There’s no question that the continued one-sided coverage of obsolete ideas about the alleged limitations of DBTs, and unmitigated glorification of the inherently-flawed sighted procedures that the high end audio press still worships is an irritant to people with contemporary educations about science.

”Much of the writing in this forum by proponents of DBTs at some point mentions issue b or issue c (or both). Since those issues seem to derive from an agenda re: expensive gear (though clearly if you read the posts, "expensive" is defined by the writer not by some external standard), our observation that there is a political agenda here is pretty logical (it is a hypothesis, but it is empirically inspired not random).”

I think it is time for high-end audio writers to realize that writing about class warfare from the perspective of “haves” living in luxury isn’t very politically correct in the 21st century.

These days luxury is about performance and reliability, not wasteful opulence and spending money for the sake of spending money. Not many people are interested in luxury cars that get passed on hills by econo-boxes. Clearly there exists a belief in many people’s minds that audio’s “luxury saloons” can be passed or at least kept up with by econo-boxes. Right now, the only thing that people are being provided with that relates to this topic by the high end press is poetry and unsupported assertions.

”Why does this seem to be an agenda to those of us who work in this field every day? Among other reasons, our findings using professional listeners doing objective observations are:”

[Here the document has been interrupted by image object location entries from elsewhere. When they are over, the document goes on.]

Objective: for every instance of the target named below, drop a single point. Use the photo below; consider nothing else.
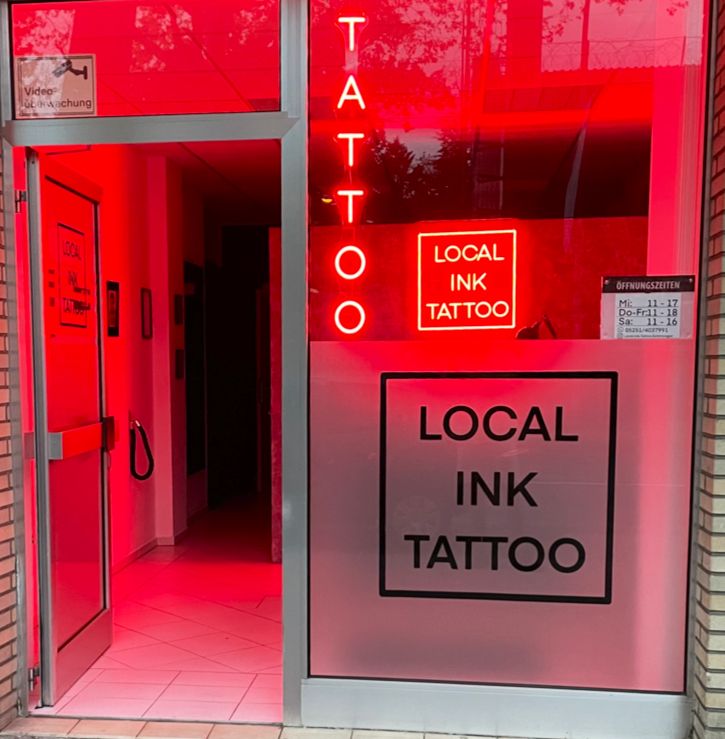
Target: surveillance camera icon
(67, 66)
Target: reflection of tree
(433, 49)
(165, 27)
(44, 33)
(558, 14)
(406, 187)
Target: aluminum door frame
(49, 649)
(289, 126)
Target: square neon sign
(466, 280)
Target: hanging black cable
(137, 427)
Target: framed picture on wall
(112, 308)
(147, 321)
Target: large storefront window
(503, 267)
(117, 57)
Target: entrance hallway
(197, 630)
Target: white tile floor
(94, 729)
(197, 634)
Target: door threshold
(93, 728)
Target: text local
(499, 423)
(350, 316)
(472, 253)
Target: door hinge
(21, 196)
(33, 677)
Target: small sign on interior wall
(147, 322)
(648, 307)
(112, 308)
(55, 86)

”1. Some lower priced pieces of gear perform as well as or better than higher priced pieces of gear. In general, the best lower priced equipment outperforms at least some higher priced equipment, including equipment that costs 3X or 5X what the lower priced gear does. Some of this is because not all engineers are equally good, and some of it is because some engineers (and companies) are not trying to deliver the kind of performance we seek.”
This ignores a relevant truth, which is that there is no way to obtain improved sonic accuracy once sonic transparency has been achieved. If a $35 optical player plays CDs with perfect sonic transparency that is indistinguishable from the proverbial straight wire, then no more expensive product can give you more accurate sound. Obviously the issue of whether or not the inexpensive product’s performance can be distinguished from the ideal must be settled by credible means, not just more bluster and hand-waving.

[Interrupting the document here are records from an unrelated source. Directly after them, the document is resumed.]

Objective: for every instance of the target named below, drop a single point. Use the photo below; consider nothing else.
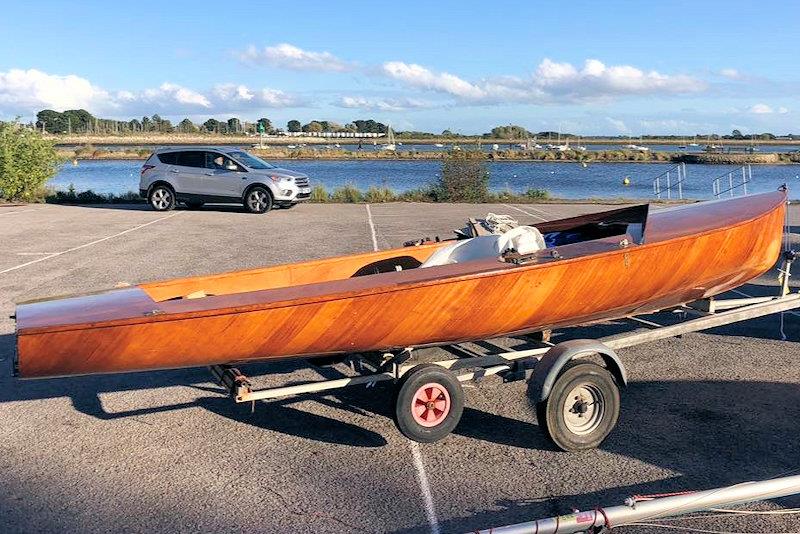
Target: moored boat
(566, 272)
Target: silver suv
(196, 175)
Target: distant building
(331, 134)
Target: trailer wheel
(582, 408)
(428, 403)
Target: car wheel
(258, 200)
(162, 198)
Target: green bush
(464, 178)
(376, 195)
(418, 195)
(347, 194)
(27, 162)
(90, 197)
(318, 194)
(537, 194)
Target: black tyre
(582, 409)
(161, 197)
(258, 200)
(428, 403)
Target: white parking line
(422, 477)
(425, 487)
(528, 213)
(17, 211)
(36, 253)
(372, 229)
(96, 241)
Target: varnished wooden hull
(689, 253)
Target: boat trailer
(574, 385)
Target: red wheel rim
(430, 405)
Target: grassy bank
(347, 194)
(155, 138)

“If you have a budget of $X, and you give one of our reviewers $2X, $5X or $10X as a budget, that reviewer can almost always find a piece of gear that outperforms anything you can buy for $X (this gets harder as X gets big).”

I don’t see any evidence that your reviewers have any special abilities when it comes to finding performance for value.

“This seems reasonable: we live in a technologically constrained world that poses well-known tradeoffs, and the industry is full of good engineers; if one good engineer faces fewer constraints (has a bigger cost budget) than another good engineer, chances are he/she can create a better product.”

I just deconstructed this. IOW, the law of diminishing returns has not been repealed. Once effective sonic transparency is achieved, no amount of additional money can be spent to obtain improved sound quality. There’s no way to buy more of what you already have as much of as you can ever have!

”3. The differences between gear at $X and gear at say $5X are easily noticed but often not dramatic (i.e. subtle). At the same time subtle differences are often meaningful to music lovers.”

Whether or not there are any audible differences at all between gear at $X and gear at say $5X is the fundamental question. You’re still making the fatal of mistake of presuming that this question has been convincingly answered for all kinds of audio components, not just loudspeakers.

”These findings make sense to us, given what we know about the world and our desire to describe for readers what different equipment does.”

That would be a serious problem for you.

“The assertion that DBTs must be used seems to come with the assertion that these findings are wrong (particularly point 2).”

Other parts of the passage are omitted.